Coroutine demo (§1–3)

go run . -coro poke  -n 3        # standard Gray code
go run . -coro bump  -n 3        # chain
go run . -coro nudge -n 4        # fence
$ go run . -coro bump -n 3
bump trolls — n=3  (chain: 0 <= a_1 <= … <= a_n <= 1)

000   initial state
001   bump{1,2,3} = true
011   bump{1,2,3} = true
111   bump{1,2} = true
111   bump{1} = false
---
...

The pattern column and the set of trolls each poke wakes match the tables on pages 5, 7, and 11 of the paper exactly.

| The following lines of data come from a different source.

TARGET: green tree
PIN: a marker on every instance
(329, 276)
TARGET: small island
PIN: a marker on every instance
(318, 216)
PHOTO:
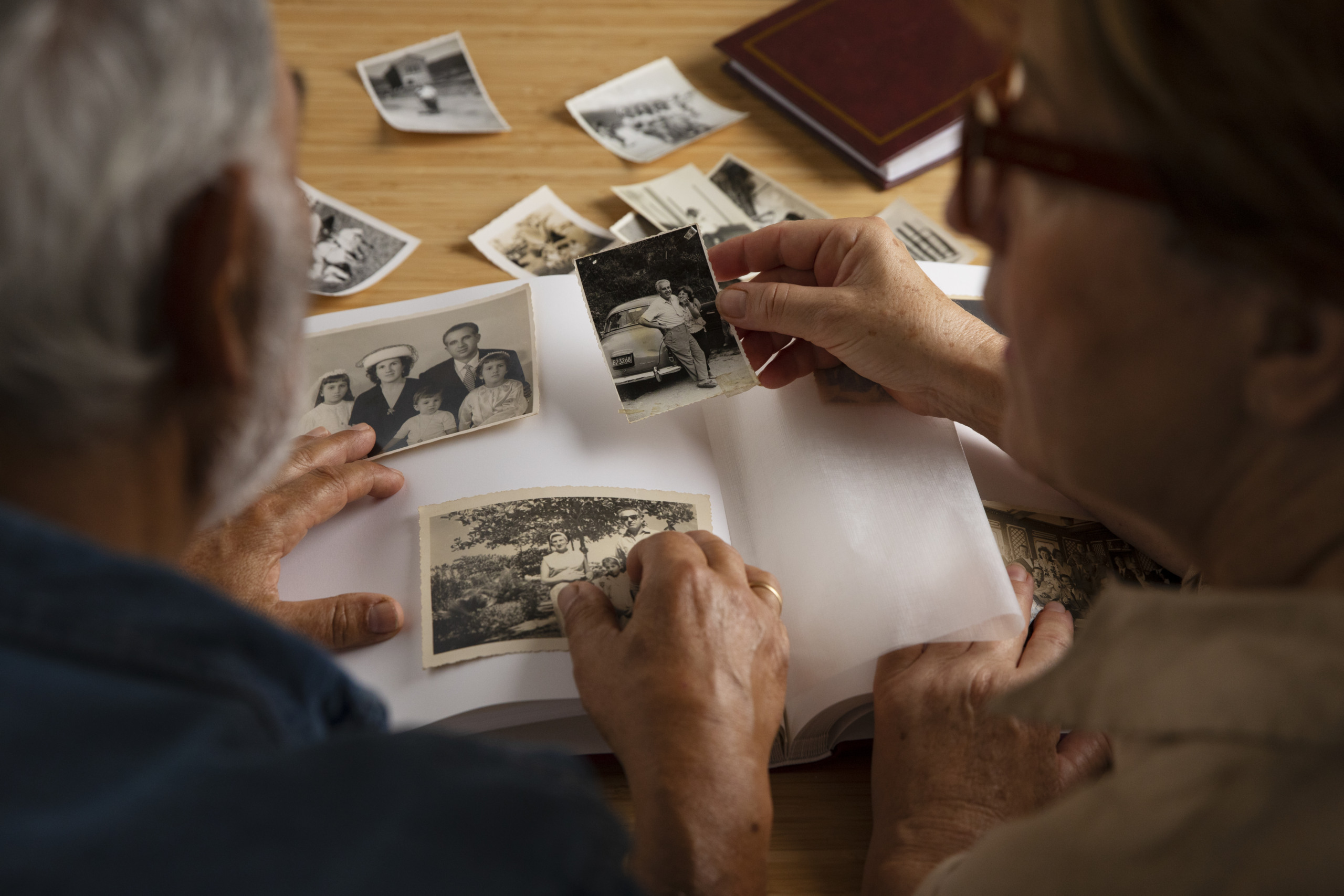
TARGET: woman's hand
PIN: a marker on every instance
(690, 695)
(944, 769)
(241, 556)
(851, 294)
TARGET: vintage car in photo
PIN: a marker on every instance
(635, 352)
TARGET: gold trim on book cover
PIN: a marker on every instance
(750, 47)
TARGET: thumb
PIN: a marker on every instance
(342, 623)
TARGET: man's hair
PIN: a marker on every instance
(457, 327)
(116, 114)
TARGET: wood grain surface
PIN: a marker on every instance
(533, 57)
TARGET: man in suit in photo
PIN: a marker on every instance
(461, 374)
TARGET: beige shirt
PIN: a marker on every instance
(1227, 718)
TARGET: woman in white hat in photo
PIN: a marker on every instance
(393, 399)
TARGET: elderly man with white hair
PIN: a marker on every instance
(169, 726)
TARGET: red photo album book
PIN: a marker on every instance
(885, 82)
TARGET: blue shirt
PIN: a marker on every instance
(156, 738)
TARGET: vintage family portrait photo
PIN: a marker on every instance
(654, 309)
(764, 199)
(492, 566)
(647, 113)
(432, 88)
(539, 236)
(351, 250)
(686, 196)
(1070, 559)
(426, 376)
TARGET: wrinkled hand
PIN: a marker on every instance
(851, 294)
(690, 695)
(241, 556)
(944, 769)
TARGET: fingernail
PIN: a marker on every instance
(733, 303)
(568, 597)
(383, 617)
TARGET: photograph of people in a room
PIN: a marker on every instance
(654, 309)
(426, 376)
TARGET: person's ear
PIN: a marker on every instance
(1299, 371)
(209, 308)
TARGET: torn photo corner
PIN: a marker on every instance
(539, 236)
(764, 199)
(683, 198)
(424, 378)
(430, 88)
(492, 566)
(647, 113)
(353, 250)
(655, 315)
(925, 239)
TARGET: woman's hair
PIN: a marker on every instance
(1240, 108)
(371, 371)
(334, 378)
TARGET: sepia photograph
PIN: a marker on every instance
(925, 239)
(647, 113)
(492, 566)
(654, 309)
(539, 236)
(1072, 561)
(764, 199)
(351, 250)
(432, 88)
(686, 196)
(428, 376)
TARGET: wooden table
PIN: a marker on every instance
(533, 57)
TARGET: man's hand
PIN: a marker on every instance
(851, 294)
(690, 695)
(944, 769)
(241, 556)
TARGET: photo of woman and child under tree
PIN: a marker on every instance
(496, 567)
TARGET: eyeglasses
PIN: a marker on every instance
(988, 144)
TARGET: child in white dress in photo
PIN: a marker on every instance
(330, 402)
(430, 424)
(499, 399)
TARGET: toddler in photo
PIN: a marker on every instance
(429, 424)
(330, 404)
(499, 399)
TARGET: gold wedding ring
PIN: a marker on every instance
(771, 589)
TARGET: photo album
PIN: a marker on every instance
(869, 515)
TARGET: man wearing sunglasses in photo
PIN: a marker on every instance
(1162, 187)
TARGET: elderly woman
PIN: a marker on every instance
(393, 402)
(1162, 186)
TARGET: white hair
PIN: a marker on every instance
(113, 116)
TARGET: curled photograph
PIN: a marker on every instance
(433, 88)
(351, 250)
(426, 376)
(492, 566)
(654, 309)
(647, 113)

Active-list / loopless demo (§8, §13–29)

go run . -coro active   -spider example     # the 9-vertex example of §4 (60 ideals)
go run . -coro loopless -spider example     # same, via the loopless generator
go run . -coro active   -spider chain -n 5
go run . -coro active   -spider '....++-.+' # any spider as a Polish string
$ go run . -coro active -spider example
active list — spider=example  (60 ideals, generated in Gray order)

000001100   1235679
000001101   1235679     ← asleep nodes are underlined in the terminal
000001001   1235679
...
011011100   124679      ← the P1 → Q1 transition (48th pattern)
111011100   14789          positive children 2,6 replaced by negative child 8
...
111111100   14789       ← final state

This trace reproduces the example on page 21 of the paper character for character.

What is verified

  • poke/bump/nudge — one bit per step, every valid pattern exactly once, and bit-for-bit agreement with the paper's example tables (-race clean).
  • spider — the example spider's U_1={2,6,9}, V_1={4,7,8}, scope, counts n_k (total 60), and the §6 launch table (α/τ/ω) all match pages 12, 16, and 18; counts cross-checked with a brute-force enumerator.
  • active — exact output match with poke/bump/nudge on NoArcs/Chain/Fence, a complete Gray code agreeing with AllIdeals on arbitrary mixed spiders, and the page-21 trace.
  • loopless — matches active pattern for pattern on every spider (named, Polish, and 500 random), after correcting the SPIDERS umaxscope/vmaxscope bug; the fix is verified exhaustively over all spiders with ≤ 8 vertices.

Possible next steps

  • §13–29 loopless $O(1)$/step — the loopless package (focus pointers + lazy fixups), with the SPIDERS umaxscope/vmaxscope bug fixed; matches active.
  • general gen coroutines (§5) — a goroutine version unifying poke/bump/nudge via the maxu/maxv/prev tables.
  • TUI visualization — animate the spider and the active list live.

References

  • D. E. Knuth and F. Ruskey, Efficient Coroutine Generation of Constrained Gray Sequences. In From Object-Orientation to Formal Methods: Essays in Memory of Ole-Johan Dahl, LNCS 2635 (2004), 183–204.
  • Y. Koda and F. Ruskey, A Gray code for the ideals of a forest poset, Journal of Algorithms 15 (1993), 324–340.
  • D. E. Knuth, The Art of Computer Programming, Vol. 4, §7.2.1.1 (Generating all $n$-tuples).